The proposed approach has two limitations which will be tackled in future developments. The first concerns the relation between the \({\text{VF}}_{\text{ECS}}\) and the hydraulic permeability. In fact, it was derived only for the WM, where the fibres tend to be highly aligned forming bundles, because GBM tends to infiltrate and derange WM tracts. However, to have a more complete model, a relation also for the GM should be derived. Moreover, a more complex geometrical model for the WM could be used. The second limitation is given by the fact that our model needs to be validated with proper in vivo or ex vivo tests. This task, which is a very complex but fundamental step to assess the model accuracy, will be addressed in a separate contribution. Furthermore, our model would benefit from an Uncertainty Quantification analysis to understand how the variability of the model parameters impacts the predicted drug distribution.25 In this sense, Bayesian Inference32 can be used to incorporate several uncertainty sources e.g. those caused by the fact that the geometrical model cannot fully describe the WM geometry or the unavoidable experimental noise coming from the imaging acquisition process. Nonetheless, we believe that our model, which incorporates detailed information regarding the brain microstructure, offers a more comprehensive approach to brain infusion modelling that can lead to a more accurate prediction of the drug distribution.

In conclusion, in this study we have proposed an innovative model for the prediction of drug distribution in brain tissue for CED procedures. The main element of novelty comes from the idea to characterize the permeability tensor combining both DTI and NODDI images from the same subject, used as a representative case-scenario. While DTI allows distinguishing WM and GM regions and determining the orientation of the neural fibres within each voxel, NODDI provides information relative to the \({\text{VF}}_{\text{ECS}}\). By tailoring this fundamental information about the microstructure with a simplified geometrical model of the WM, we were able to assign anisotropic permeability values depending on the fibres’ directionality to each voxel. The results, analysed in terms of distribution shape, concentration profile and infusion linear penetration length, show significant differences with respect to previous DTI-based models. Specifically, the DTI model tends to overestimate the drug distribution with respect to our model. This phenomenon was detected also by Kim et al.20 by comparing their prediction with in vivo experiments on rat brain.

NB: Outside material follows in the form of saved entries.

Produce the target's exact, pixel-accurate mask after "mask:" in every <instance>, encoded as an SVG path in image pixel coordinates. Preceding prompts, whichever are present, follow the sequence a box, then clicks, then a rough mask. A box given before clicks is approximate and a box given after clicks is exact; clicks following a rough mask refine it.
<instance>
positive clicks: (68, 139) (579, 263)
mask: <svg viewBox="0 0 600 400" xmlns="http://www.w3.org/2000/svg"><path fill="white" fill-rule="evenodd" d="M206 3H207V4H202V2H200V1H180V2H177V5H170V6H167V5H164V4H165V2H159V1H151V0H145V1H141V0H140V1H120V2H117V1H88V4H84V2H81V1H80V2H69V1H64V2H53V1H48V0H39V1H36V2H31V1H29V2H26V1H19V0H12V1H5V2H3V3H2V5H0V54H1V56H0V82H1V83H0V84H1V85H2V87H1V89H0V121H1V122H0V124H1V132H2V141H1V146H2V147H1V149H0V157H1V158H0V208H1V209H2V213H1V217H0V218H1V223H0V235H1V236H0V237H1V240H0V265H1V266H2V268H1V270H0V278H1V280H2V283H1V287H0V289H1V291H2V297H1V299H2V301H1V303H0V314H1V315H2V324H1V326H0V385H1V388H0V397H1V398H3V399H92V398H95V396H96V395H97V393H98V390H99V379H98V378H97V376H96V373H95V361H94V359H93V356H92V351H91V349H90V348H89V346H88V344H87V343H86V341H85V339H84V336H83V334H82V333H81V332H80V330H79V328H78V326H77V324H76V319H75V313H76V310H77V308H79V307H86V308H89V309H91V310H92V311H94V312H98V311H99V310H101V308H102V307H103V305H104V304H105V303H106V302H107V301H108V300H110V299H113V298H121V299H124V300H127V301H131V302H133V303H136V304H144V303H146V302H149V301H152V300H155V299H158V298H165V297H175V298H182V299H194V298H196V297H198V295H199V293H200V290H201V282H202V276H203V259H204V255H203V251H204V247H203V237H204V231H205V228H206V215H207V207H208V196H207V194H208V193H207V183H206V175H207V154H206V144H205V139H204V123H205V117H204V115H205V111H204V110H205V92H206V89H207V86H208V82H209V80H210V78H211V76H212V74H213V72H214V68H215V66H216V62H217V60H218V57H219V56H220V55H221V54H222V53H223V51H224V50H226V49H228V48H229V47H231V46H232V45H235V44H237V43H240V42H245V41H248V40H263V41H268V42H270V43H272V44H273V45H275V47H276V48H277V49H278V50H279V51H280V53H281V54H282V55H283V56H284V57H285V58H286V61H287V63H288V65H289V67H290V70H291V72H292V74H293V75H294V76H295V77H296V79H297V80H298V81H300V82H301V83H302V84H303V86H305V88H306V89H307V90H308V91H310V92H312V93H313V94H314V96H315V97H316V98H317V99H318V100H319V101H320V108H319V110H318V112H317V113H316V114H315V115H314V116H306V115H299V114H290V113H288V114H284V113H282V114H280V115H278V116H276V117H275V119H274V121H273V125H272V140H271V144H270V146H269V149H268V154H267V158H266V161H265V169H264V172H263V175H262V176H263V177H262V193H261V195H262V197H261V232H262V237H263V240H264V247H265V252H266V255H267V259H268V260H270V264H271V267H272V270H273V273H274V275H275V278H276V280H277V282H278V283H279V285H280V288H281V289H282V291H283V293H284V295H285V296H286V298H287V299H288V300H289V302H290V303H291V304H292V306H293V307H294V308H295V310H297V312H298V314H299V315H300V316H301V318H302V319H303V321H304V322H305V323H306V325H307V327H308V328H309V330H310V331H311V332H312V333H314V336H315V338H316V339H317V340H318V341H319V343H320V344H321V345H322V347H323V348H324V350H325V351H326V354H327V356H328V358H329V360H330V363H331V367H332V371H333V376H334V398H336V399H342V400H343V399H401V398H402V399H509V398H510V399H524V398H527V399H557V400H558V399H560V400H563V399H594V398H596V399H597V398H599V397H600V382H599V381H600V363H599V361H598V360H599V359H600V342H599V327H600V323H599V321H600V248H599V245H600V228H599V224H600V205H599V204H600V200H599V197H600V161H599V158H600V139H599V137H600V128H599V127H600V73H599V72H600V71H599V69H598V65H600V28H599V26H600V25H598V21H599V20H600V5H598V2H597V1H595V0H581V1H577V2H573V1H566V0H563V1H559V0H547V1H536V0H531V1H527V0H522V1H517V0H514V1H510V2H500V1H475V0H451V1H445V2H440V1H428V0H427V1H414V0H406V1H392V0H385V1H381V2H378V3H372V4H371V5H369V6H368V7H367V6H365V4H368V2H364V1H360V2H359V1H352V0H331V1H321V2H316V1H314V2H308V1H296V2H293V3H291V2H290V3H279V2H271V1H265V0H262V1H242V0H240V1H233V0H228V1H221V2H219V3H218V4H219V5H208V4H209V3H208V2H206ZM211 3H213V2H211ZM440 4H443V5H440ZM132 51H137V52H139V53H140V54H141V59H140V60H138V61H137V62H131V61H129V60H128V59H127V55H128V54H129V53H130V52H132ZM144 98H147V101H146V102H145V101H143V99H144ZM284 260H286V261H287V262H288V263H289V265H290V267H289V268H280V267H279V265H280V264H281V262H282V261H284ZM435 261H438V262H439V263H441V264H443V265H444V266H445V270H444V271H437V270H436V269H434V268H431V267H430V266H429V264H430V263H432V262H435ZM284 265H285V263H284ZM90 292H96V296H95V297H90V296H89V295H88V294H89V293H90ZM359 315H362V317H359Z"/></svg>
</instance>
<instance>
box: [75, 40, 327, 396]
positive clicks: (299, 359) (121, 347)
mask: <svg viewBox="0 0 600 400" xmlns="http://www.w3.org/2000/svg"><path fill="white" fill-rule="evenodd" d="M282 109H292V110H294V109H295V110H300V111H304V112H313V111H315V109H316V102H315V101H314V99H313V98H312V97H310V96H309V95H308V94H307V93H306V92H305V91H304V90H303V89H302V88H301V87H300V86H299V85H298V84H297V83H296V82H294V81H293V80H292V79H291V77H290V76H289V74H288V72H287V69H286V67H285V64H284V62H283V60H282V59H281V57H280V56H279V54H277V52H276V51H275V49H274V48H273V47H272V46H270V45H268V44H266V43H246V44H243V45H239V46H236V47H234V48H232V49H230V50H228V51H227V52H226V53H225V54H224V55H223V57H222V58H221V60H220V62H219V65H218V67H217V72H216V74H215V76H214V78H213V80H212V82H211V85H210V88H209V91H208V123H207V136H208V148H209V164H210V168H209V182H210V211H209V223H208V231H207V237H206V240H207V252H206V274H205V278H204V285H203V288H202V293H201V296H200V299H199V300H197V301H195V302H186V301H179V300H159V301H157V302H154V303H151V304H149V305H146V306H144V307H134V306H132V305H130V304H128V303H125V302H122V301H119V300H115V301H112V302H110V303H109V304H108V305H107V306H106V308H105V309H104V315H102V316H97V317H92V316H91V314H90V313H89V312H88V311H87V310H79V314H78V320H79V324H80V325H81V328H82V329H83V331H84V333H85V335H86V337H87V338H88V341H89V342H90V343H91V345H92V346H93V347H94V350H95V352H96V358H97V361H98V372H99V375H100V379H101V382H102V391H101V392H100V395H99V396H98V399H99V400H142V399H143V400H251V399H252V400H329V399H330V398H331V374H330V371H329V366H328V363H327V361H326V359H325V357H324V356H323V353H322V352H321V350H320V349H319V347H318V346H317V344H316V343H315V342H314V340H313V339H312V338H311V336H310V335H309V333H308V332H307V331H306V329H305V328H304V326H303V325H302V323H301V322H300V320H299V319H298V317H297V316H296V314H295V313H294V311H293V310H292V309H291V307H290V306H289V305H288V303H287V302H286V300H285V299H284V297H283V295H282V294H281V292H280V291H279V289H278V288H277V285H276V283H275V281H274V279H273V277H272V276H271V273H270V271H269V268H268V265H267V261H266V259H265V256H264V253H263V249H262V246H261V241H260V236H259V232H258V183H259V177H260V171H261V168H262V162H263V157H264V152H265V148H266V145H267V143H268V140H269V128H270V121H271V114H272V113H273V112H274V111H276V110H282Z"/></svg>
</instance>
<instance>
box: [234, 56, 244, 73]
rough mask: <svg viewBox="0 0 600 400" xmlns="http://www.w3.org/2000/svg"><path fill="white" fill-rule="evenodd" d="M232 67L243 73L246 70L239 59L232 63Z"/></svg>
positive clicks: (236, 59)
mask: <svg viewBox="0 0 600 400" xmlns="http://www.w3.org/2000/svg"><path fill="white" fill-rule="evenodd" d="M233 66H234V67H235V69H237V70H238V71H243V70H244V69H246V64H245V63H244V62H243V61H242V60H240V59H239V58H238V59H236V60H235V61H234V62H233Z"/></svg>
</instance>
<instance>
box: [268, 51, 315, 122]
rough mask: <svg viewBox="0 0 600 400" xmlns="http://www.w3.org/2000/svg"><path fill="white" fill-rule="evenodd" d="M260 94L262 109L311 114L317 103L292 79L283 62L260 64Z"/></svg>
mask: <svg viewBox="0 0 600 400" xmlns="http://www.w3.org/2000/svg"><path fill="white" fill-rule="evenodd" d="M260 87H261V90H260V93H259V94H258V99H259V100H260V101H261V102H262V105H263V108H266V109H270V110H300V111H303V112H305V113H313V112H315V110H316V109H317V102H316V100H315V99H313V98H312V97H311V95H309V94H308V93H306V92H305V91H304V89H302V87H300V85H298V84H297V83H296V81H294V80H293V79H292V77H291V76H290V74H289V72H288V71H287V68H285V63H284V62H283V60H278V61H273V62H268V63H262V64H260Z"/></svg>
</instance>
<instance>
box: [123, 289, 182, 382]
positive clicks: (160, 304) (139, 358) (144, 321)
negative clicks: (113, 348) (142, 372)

The proposed approach makes an important step further in CED modelling introducing a more comprehensive way to describe the permeability tensor. We believe that further studies, in which the brain microstructure plays a key role, could lead to a deeper understanding of the relation between modelling parameters and non-invasive imaging modality like NODDI. Indeed, despite detailed analyses of the neural tissue at the microscale are necessary and provides invaluable results, it is only by integrating this kind of studies with clinically feasible imaging modalities that we will be able to provide the surgeons with more effective predictive tools.